I'm looking at a system with Debian/Lenny on a couple of old IDE PATA drives (several RAID-1 partitions including /boot) and a relatively recently added SATA drive. The system works fine but I've been poking around the GRUB setup in anticipation of upgrading the old drives...
If I go straight to the grub command line when the boot menu appears and inspect the drives there (using
grub> root (<TAB>...)
) then I see hd0 and hd1 as the PATAs and hd2 as the SATA.
However, after the system boots up if I do the same thing then I see hd0 is now the SATA and hd1 and hd2 are the PATAs. (Also, the system maps /dev/sda,c,b to SATA,PATA,PATA.)
This makes me a bit nervous about making changes from the grub>
prompt once the machine has booted. So:
Why does the device order seen by grub change between these 2 cases ?
Also:
Correct functioning of some GRUB commands seems to rely on device.map being correct.
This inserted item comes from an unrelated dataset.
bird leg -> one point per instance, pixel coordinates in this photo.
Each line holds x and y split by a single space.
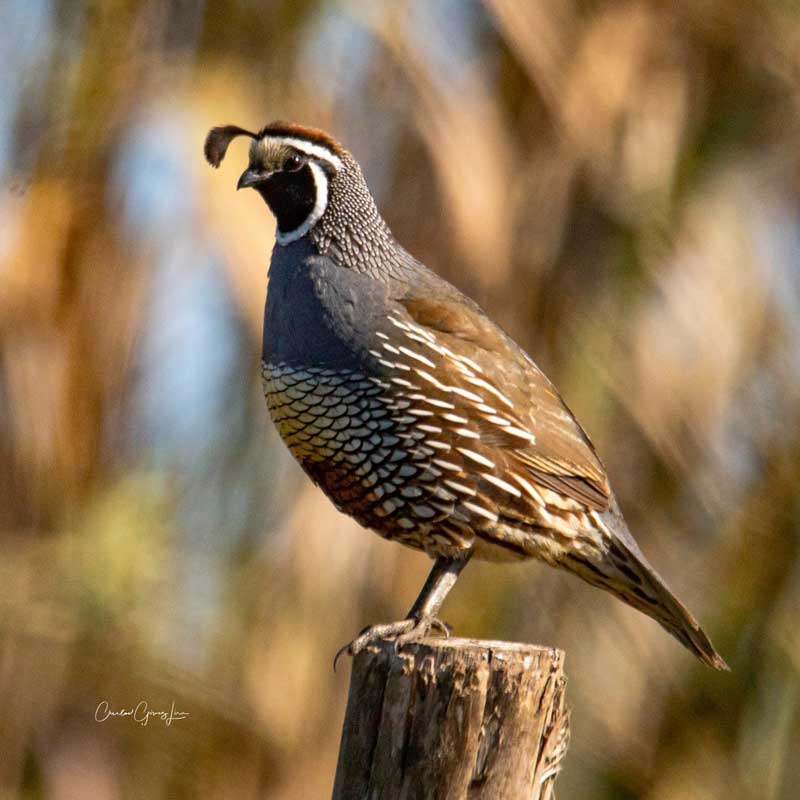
421 618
Currently it contains a single line:
(hd0) /dev/md0
(Which is the RAID1 /boot) but I've no idea where that came from (this system goes back to woody I think)! grub-mkdevicemap
wants to regenerate this as hd[0,1,2]->sd[a,b,c]
(but I haven't let it). update-grub
tells me: warning: grub-probe can't find drive for /dev/sdb1
. Any suggestions as to what a healthy device.map should look like, in light of the changing enumeration order ? (It's unclear to me whether it should contain the pre- or post- boot device enumeration order).